Ele executa o que prega. No ano passado, a Adnoc elevou em 10% sua produção, atingindo 4 milhões de barris por dia. O objetivo do sultão-executivo é de alcançar os 5 milhões diários até 2027, três anos antes do que prevê a companhia. “Eles foram longe demais ao nomear o diretor de uma das maiores empresas de petróleo do planeta – e, segundo muitos, uma das mais sujas – como presidente da conferência”, resumiu o ex-vice-presidente dos EUA Al Gore ao The New York Times.

“Só de o evento ser sediado em Dubai já mostra a inversão de valores na negociação diplomática. Os ricos continuam a dar as cartas e dão o recado de que esses países querem manter seus ativos pelos próximos 30 anos. A ONU está enfraquecida ao conceder esse espaço”, diz o consultor ambiental Luiz Villares.

A relação com o tema igualmente marcou a participação brasileira na COP28. O presidente Luiz Inácio Lula da Silva (PT) afirmou que o Brasil nunca seria integrante efetivo da Organização dos Países Exportadores de Petróleo, mas aceitou que o País faça parte da entidade como observador do grupo, na Opep+.

Ele justificou a adesão pela possibilidade de defender o uso de recursos alcançados com petróleo em investimentos por soluções alternativas, como etanol, hidrogênio verde, biodiesel e energia solar. “Antes de acabar por sectarismo, você precisa oferecer opção para a humanidade. Vamos discutir a necessidade dos países que têm petróleo começarem a investir dinheiro para ajudar os países pobres.”

No dia seguinte ao encerramento da COP28, a Agência Nacional de Petróleo (ANP) brasileira realiza leilão de 603 blocos de exploração de petróleo e gás no País.

Entre ambientalistas, o ingresso na Opep+ tem sentido negativo. “O Brasil não precisa de combustível fóssil; precisa controlar o desmatamento, que é objetivo bem mais exequível. Se fizer isso, ganha posição de soberania na mesa de negociação”, diz Villares.

Os presidentes das duas nações líderes em poluição, Xi Jinping (China) e Joe Biden (EUA) faltaram à conferência (Crédito:Brendan Smialowski)

Lula defendeu transição energética, enquanto o Brasil anuncia leilão de campos de petróleo no dia seguinte à COP

Ambiente X Política

Outro líder que falou uma coisa e fez outra na conferência foi o primeiro-ministro do Reino Unido, Rishi Sunak. Em Dubai, ele jurou defender a substituição gradual fóssil por alternativas limpas de combustível, enquanto em casa ele acabara de anunciar legislação para maior apoio à exploração de petróleo e gás no Mar do Norte, a oeste da costa britânica.

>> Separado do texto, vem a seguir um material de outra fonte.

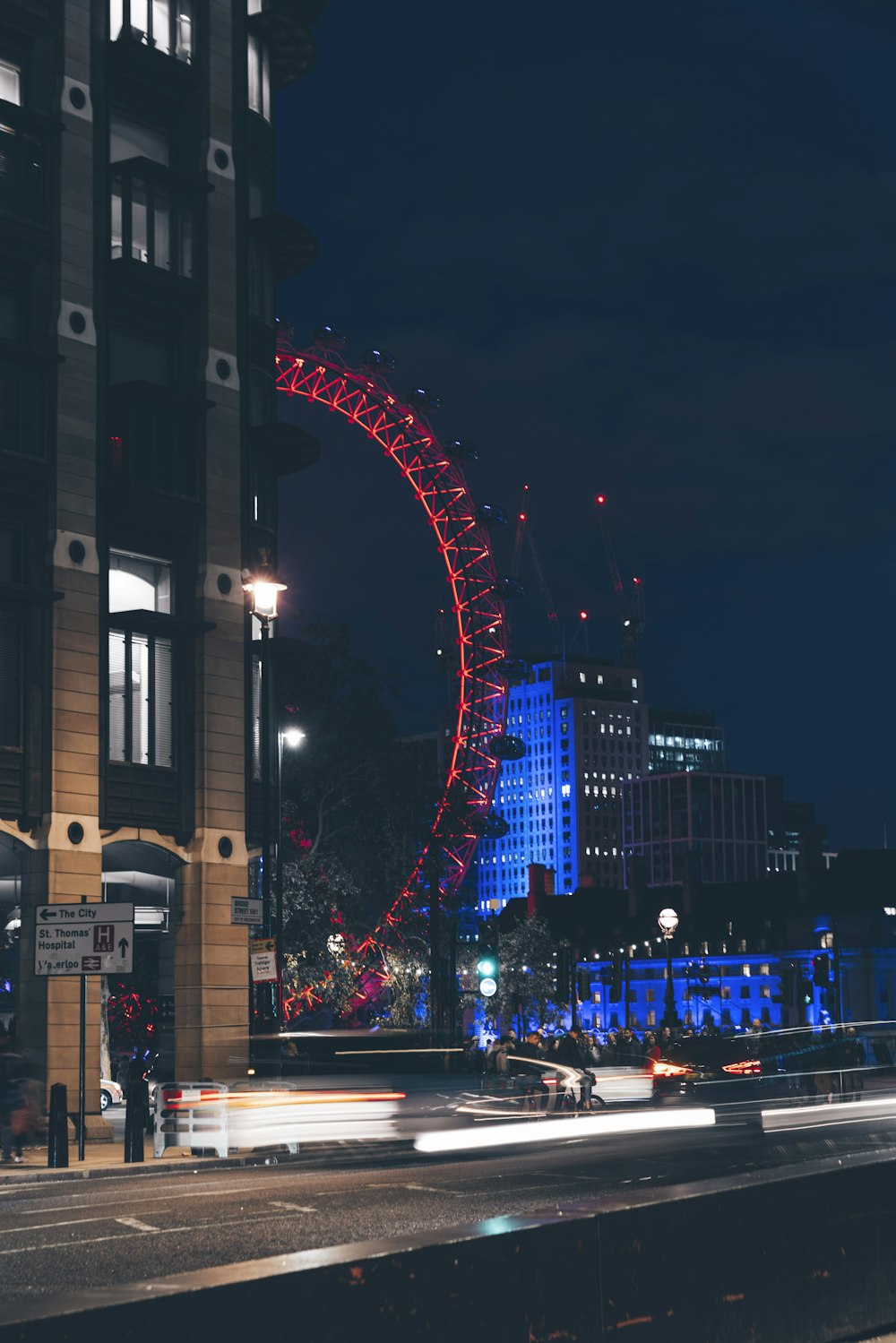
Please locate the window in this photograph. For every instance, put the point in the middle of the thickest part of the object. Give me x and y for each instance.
(258, 77)
(151, 220)
(10, 678)
(10, 83)
(140, 664)
(164, 24)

Com isso, compromissos ecológicos firmados por ele, como data para a proibição da venda de carros a gasolina e diesel e a eliminação gradual de caldeiras a gás, evaporaram.

No ano passado, os principais produtores de petróleo conseguiram barrar as propostas e discussões sobre eliminação gradual dos fósseis. Mas a União Europeia e mais de 100 outros países apoiam um compromisso com o tema neste ano.

A conferência reúne 150 líderes globais, diplomatas, cientistas e entidades privadas com o objetivo de encontrar soluções para a crise climática. Não participaram os presidentes dos dois principais produtores de gases do efeito estufa, Joe Biden (EUA) e Xi Jinping (China).

A meta principal é manter o que foi estabelecido no Acordo de Paris, que o aquecimento do planeta não ultrapasse 1,5ºC sobre o nível pré-industrial. Para isso, é preciso reduzir a emissão de gases pela metade até 2030 e em 99% até 2050, segundo cálculos da ONU. Em 2023 foi registrado o primeiro dia com temperatura média global 2ºC acima da era de referência.

O Programa das Nações Unidas para o Meio Ambiente (Pnuma) realizou estudo sobre os 20 maiores países produtores de combustíveis fósseis e que respondem por 84% das emissões globais de poluentes. A conclusão foi sombria. Os governos dessas nações planejam produzir cerca de 110% mais em 2030 do que seria compatível com a limitação do aquecimento a 1,5°C e 69% mais do que seria compatível com 2°C.

“Não podemos enfrentar a catástrofe climática sem atacar sua causa principal: a dependência de fósseis. A COP28 deve enviar um sinal claro de que a era do combustível está sem gás – que seu fim é inevitável. Precisamos de compromissos confiáveis para aumentar as energias renováveis e aumentar a eficiência energética”, recomendou antes do programa o secretário-geral da ONU, António Guterres. Alguns líderes não entenderam o recado.